While there is an encouraging trend towards greater use of qualitative methods in funding applications - evident particularly in the growth of mixed methods research - the focus remains mostly on using familiar methods of interviews or focus groups. Far less consideration is given to the value of utilising methods such as ethnographic approaches, linguistic analyses, participatory designs, and creative methods - and yet, a rapid search of the NIHR Funding and Awards database has highlighted projects that are demonstrating ways in which these more innovative designs can ‘reach the parts’ that traditional methods cannot.
For example, an NIHR Research for Patient Benefit funded study of doctor-patient communication in oncology demonstrated how Conversation Analysis of recorded consultations enabled researchers to study the micro-dynamics of the in-situ consultation process, enriching interview data of patients’ and doctors’ perceptions of that process.
A study currently funded by the NIHR Policy Research Programme is using Photovoice, a creative participatory research method that enables research participants to express themselves visually instead of only verbally through interviews. The aim of the study is to better understand ethnically-diverse service users’, carers’ and professionals’ explanations for the causes of - and preventive approaches to reduce - compulsory admissions in adult mental health services.
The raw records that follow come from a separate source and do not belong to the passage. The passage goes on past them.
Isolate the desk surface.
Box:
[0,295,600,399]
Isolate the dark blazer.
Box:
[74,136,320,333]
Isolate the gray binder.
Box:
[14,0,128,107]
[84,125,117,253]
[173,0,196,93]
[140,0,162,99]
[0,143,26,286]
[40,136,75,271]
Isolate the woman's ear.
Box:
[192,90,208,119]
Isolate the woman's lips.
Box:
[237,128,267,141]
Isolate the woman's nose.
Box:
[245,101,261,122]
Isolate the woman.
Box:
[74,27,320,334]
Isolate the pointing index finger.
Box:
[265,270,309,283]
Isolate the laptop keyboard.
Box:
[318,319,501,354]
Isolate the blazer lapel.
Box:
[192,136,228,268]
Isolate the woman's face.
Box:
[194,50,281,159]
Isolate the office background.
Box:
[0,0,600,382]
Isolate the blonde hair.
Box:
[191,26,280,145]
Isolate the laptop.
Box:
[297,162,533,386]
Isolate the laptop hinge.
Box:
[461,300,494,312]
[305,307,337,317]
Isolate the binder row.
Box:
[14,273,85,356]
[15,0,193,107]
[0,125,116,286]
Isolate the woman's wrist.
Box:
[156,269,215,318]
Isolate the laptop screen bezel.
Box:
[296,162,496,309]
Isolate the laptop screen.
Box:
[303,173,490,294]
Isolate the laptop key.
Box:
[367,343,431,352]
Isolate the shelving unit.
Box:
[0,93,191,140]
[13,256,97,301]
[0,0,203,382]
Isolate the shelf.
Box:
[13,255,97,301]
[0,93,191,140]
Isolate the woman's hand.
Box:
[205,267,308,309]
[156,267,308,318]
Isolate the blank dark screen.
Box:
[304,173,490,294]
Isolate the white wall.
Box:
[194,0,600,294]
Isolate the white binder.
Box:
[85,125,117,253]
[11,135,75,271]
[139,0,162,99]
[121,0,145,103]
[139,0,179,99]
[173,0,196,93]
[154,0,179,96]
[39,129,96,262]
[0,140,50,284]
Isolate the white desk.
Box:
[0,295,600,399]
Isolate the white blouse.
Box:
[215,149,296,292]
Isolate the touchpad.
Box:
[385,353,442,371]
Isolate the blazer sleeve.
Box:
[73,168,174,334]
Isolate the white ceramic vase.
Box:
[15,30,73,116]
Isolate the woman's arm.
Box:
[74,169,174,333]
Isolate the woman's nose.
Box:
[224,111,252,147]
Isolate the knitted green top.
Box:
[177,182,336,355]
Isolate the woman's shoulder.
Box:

Another study, funded by an NIHR Career Development Award, is an in-depth ethnographic case study of patients’ and professionals’ experiences and practices of polypharmacy (where patients with multimorbidity are prescribed a number of different medications). It uses Video-Reflexive Ethnography, an approach that enables clinicians to reflect and feedback on their video-recorded consultations, to inform development of evidence-based resources to increase clinicians' confidence in managing polypharmacy, and patient resources to promote public understanding.
These are just three examples of the rich potential of qualitative methods that go beyond the standard, conventional ones of interviews and focus groups. And whilst there is sometimes still a sense in the overall landscape of health research that qualitative research plays second fiddle to the positivist methodologies of trials, the ‘take home’ message of this blog is that there is growing support, both in terms of NIHR funding and expert advice from the Research Design Service (RDS), for those researchers wanting to branch out and explore innovative ways of addressing important research questions about the detail of social and communicative practices.
This year NIHR has launched a qualitative workstream of the Methodology Incubator, aimed at supporting researchers’ training and development and increasing research capacity.
Another useful resource for researchers interested in extending their knowledge and use of qualitative research methods is the Qualitative Applied Health Research Centre at King’s College London.
And finally, RDS specialist advisers, have recently produced a list of useful resources on innovative qualitative methods, providing links to online training materials, recommended readings and toolkits.